Totally worth the long download wait. Amazing sounds


----------



## StatKsn

Is it possible to add KS for choir (marc/stac) patches? I can remove RRs to trigger specific syllable (though a bit of pain) but it seems it is strange not to have KS. Other than that the brass is BLISS!


----------



## OT_Tobias

Hey folks,

there seems to be a small percentage of users (10 cases so far) for whom S3 is serving lots of corrupted links.
We are very sorry for this. Either S3 has an issue in the Data Centre we use, or the pre-Christmas stress is overloading their systems.
We are in contact with both Connect and Amazon to try resolve this. What makes it hard to reproduce is that only very few users seem to have these issues. I was completely unable to reproduce so far with my own systems.
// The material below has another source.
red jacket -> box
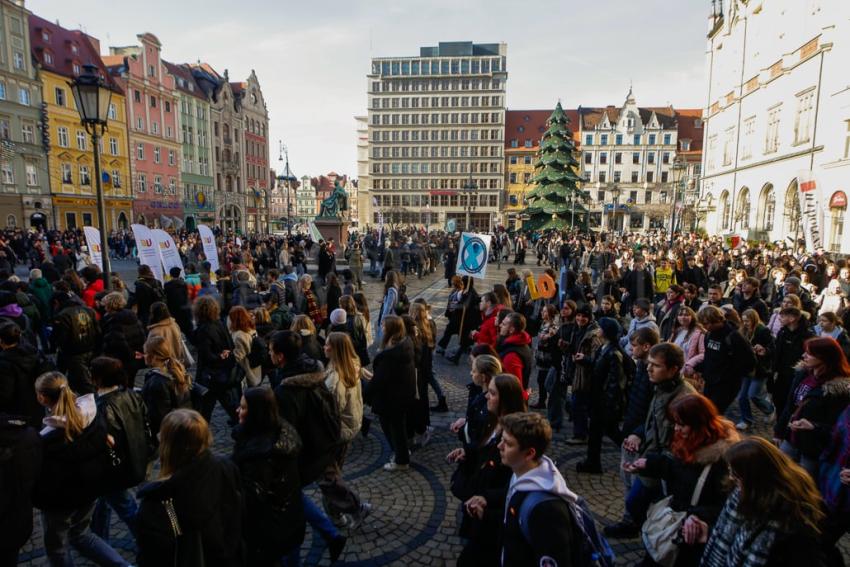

Also none of our beta testers had any such issues during beta.
Rest assured we will do all we can to bring light into this matter!
Of course your download codes will not expire and there is no maximum amount of tries to download!

best

Tobias
OT Support


----------



## davidgary73

Here's a simple track with only MA1.


----------



## AlexanderSchiborr

Hi guys, 

I did also a track which is the terminator theme. All done with MA 1 besides the guitars in the end which I recorded by myself. The approach was here not to make a close cover just to play around with the sounds of the library and to hail good old terminator times because I am a fan of the first and second movie and the iconic title theme. The track is still a bit a work in progress, so nothing perfect at all but that is so far what I have. Hope you enjoy.


----------



## Polarity

My Continuata program re-downloaded just one rar file only, so no big deal on my side.
Played a bit yesterday afternoon before going out and I have to say that MA1 has a very powerful and good tone...
try to play the bass part of Darth Vader Theme or Terminator Theme kind of repetitive brass and you know what I mean. 
Very happy with it!

EDIT: already reworking my Universal MIDI Controller overlay relabeling all keyswithches buttons to make place for Metropolis Ark1 articulations  

Just one thing I find not understandable: in the Multi patches, Capsule is limited to 12 slots (fine), in the Strings High there are more than 12 articulations.... but just Tremolo Decrescendo can substitute the default articulations.
So I'm not able to do a multi patch with the two Glissando articulations in it if I want to use just one track to include them in my template.
Is it right?


----------



## ysnyvz

I installed and batch resaved it. I've been playing with it last few hours. It sounds even better than I expected. It makes you feel the orchestra and room. Legatos are smooth and agile. Spiccatos are tight. Great job Orchestral Tools! Fix your app Continuata!


----------



## Anthony N.Putson

This library is simply ....sensational! Sensational.


----------



## 1982m

Continuata worked great here.
I even closed it, re-booted to a different os then continued to download them from there.
I did this several times all w/o issue.


----------



## Daniel James

I just wrote a track using the library in preparation for when I do an actual overview video. You can hear it below. Loving this lib!



-DJ


----------



## mc_deli

Cheers DJ. Nice one as usual.


----------



## ysnyvz

I made a little experiment with it:


----------



## Waywyn

such an awesome library! It was a "nobraining Instabuy" for sure! 
Regarding the issues, just wanted to point out that I had those too, but I noticed that my online backup service was just running. Turning this off, solved my problems!


----------



## germancomponist

This library seems to be a killer! Congrats, OT!


----------



## Per K

Made my first "real" track with MA1
Added solo piano, woodwinds and percussion from other libraries.


----------



## mverta

Digging this library. Putting it in a score right now.


----------



## soundmasterlee

soundmasterlee said:


> Did not download issues as much as playing issues all of the swell and crescendos have some sort of release bug play the note through the swell and when you release the note it plays a ghost note? it's like it plays a second note after the swells or crescendos and that's all of the patches including horns,strings etc.. and lastly the multi bass has no audio the guitars have a velocity issue anything played over 10 velocity makes a strange muted sound and under 10 plays the sample I'm nor sure if this is a bad download but this is really frustrating... Love the sounds just very unplayable at the moment not sure what to do any Ideas??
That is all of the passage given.